What I did learn, was that the flags ( that the students are demanding the removal of) are in fact authentic battle flags of the civil war. They were carried by units who served in the Confederate army. They are not a product of post war animosity. They are historic artifacts of the time period. And they are on display in the same manner that you would see an artifact displayed in a museum. And the Lee Chapel is in fact a museum in it's own right. I know this because I had the honor of visiting there some years ago.
Another question had to do with the allegations of Neo-Confederates marching on the Washington -Lee campus. This statement begs to be clearly answered because there are in fact several types of groups that could be improperly labeled as such. Including Civil War Reenactors and Son's of Confederate Veterans. These type of groups can in no way be classified or labeled "Neo- Confederate" and/or racist groups. The connotation here is, that the alleged groups who marched at Washington-Lee have a racist political agenda. Even though this allegation has not been clearly explained or the groups clearly identified.
I also inquired about local people's reaction to the "Committee's" demands. The contact at Washington- Lee said that the Alumni were upset. In reference to that reaction, She simply stated; " Can you imagine"? And rightfully so, Washington -Lee, like so many other colleges are heavily dependent upon the generous donations and support of Alumni. So it seems that the concerns of Alumni may have been dismissed by the "Committee" as they moved forward with their threat.
There is also a public safety aspect involved with the threats made by the "Committee", in that campus crime and violence has been at the forefront of the news for several years now. And campus authorities are now paying much closer attention to any threats that may be made against persons and property under college / university campus ownership. To add to the anxiety, Washington -Lee is close neighbors with VMI (Virginia Military Institute).

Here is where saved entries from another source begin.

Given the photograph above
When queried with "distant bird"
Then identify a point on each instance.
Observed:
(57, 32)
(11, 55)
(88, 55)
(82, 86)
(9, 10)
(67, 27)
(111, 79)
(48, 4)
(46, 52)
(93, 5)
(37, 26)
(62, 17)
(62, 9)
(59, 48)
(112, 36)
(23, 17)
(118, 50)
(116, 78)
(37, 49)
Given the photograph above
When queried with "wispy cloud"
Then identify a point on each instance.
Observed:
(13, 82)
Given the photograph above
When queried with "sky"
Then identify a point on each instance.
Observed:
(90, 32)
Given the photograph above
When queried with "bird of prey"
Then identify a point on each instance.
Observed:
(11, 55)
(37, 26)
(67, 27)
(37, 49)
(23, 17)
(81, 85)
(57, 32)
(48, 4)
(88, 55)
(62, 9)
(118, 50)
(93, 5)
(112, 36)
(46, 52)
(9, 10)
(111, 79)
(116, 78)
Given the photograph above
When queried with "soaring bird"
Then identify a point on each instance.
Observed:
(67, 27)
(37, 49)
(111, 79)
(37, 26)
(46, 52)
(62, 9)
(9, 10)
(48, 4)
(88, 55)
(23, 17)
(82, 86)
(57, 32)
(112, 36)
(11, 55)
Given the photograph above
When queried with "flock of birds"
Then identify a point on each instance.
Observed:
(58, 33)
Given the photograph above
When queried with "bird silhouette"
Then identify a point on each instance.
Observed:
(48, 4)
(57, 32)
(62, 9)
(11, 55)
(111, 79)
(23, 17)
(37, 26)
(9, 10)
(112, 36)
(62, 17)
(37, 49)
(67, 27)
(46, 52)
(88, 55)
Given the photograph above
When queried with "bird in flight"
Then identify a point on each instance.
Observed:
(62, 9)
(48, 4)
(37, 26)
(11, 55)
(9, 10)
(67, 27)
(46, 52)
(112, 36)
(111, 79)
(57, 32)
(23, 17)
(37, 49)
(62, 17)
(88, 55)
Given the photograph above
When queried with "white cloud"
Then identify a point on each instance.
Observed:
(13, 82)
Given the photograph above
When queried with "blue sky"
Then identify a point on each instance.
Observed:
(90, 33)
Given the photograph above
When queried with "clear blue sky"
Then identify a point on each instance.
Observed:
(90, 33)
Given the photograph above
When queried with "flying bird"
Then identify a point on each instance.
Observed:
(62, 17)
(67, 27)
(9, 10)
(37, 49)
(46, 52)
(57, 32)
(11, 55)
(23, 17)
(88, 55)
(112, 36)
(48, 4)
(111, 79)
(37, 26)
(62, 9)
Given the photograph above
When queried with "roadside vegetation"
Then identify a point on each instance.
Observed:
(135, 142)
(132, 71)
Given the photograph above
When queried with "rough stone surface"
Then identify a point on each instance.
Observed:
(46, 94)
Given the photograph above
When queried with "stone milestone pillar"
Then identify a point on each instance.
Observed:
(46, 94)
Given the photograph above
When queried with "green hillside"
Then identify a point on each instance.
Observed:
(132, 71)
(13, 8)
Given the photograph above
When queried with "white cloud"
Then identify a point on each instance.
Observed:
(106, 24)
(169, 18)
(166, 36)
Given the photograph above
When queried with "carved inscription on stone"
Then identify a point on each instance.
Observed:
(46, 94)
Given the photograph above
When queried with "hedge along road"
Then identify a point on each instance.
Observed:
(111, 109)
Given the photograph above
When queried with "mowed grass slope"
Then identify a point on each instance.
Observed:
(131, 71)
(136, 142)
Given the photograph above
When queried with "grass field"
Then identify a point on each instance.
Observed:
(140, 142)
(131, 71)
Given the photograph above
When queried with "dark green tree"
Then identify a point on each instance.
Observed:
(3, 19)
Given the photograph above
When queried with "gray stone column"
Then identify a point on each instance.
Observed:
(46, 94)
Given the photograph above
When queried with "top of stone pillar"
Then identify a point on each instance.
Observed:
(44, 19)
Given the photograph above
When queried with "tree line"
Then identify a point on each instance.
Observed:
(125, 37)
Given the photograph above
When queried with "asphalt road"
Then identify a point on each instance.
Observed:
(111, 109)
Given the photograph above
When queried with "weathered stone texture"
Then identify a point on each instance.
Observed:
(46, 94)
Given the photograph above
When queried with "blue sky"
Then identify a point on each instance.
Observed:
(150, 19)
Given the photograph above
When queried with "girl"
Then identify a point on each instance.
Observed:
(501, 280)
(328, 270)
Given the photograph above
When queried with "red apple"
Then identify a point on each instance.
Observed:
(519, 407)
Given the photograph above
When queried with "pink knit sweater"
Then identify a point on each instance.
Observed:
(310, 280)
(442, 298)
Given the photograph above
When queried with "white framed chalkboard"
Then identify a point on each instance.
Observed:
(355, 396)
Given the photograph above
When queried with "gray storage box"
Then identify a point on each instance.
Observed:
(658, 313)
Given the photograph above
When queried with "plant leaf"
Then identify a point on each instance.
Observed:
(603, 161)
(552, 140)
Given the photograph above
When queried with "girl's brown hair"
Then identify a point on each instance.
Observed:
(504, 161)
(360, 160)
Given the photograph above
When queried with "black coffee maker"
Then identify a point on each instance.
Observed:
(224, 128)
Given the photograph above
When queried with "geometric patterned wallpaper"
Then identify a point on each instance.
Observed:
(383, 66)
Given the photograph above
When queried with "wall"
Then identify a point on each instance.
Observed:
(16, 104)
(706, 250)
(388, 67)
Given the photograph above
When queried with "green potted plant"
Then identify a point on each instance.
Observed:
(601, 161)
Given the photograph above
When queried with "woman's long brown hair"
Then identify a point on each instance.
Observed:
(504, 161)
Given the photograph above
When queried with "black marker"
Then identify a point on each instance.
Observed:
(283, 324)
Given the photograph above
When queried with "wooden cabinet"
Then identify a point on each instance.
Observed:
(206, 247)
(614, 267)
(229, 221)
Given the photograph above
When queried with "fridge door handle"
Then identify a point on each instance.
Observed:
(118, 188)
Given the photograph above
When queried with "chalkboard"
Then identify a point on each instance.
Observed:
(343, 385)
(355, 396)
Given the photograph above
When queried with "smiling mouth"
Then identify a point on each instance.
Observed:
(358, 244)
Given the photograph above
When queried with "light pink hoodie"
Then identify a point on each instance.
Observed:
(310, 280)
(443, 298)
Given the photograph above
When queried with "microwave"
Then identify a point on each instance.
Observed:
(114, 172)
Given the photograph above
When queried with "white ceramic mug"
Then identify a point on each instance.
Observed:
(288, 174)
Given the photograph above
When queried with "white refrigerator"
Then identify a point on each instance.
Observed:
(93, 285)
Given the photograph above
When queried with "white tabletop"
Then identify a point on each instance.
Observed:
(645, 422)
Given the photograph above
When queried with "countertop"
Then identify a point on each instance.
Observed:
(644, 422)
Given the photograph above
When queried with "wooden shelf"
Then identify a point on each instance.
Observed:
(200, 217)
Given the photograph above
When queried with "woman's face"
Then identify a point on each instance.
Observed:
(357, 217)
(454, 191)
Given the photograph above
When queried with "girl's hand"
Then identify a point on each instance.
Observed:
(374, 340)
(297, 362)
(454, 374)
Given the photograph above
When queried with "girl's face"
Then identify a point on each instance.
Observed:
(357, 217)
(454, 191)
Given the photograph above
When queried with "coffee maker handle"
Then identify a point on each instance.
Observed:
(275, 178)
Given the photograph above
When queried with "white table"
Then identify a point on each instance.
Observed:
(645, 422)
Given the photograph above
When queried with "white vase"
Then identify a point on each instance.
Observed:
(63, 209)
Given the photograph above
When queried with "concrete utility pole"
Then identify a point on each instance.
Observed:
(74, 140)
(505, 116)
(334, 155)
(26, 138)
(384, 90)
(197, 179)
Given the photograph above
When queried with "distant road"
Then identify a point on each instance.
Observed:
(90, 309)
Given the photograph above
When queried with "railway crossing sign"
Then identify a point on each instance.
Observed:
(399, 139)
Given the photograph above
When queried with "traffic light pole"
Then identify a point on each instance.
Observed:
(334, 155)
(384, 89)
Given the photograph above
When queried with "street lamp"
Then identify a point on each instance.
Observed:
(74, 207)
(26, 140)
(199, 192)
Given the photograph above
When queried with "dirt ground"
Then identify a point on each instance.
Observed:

Though according to W.L. University there does not appear to be any concern from VMI being expressed. However, threats of civil unrest does have the inherent possibility of raising security concerns at VMI.
Coincidentally April is the same month in which Robert E. Lee surrendered the Army Of Northern Virginia to General Grant at Appomattox Court House. It was due to the good manners and outstanding negotiating skills of both Lee and Grant that many years of guerilla warfare was avoided. The terms of surrender were based upon simple respect. I am including a copy of Lee's farewell to his troops.
After four years of arduous service marked by unsurpassed courage and fortitude, the Army of Northern Virginia has been compelled to yield to overwhelming numbers and resources.
I need not tell the survivors of so many hard fought battles, who have remained steadfast to the last, that I have consented to the result from no distrust of them.
But feeling that valour and devotion could accomplish nothing that could compensate for the loss that must have attended the continuance of the contest, I have determined to avoid the useless sacrifice of those whose past services have endeared them to their countrymen.
By the terms of the agreement, officers and men can return to their homes and remain until exchanged. You will take with you the satisfaction that proceeds from the consciousness of duty faithfully performed, and I earnestly pray that a merciful God will extend to you his blessing and protection.
With an unceasing admiration of your constancy and devotion to your Country, and a grateful remembrance of your kind and generous consideration for myself, I bid you an affectionate farewell.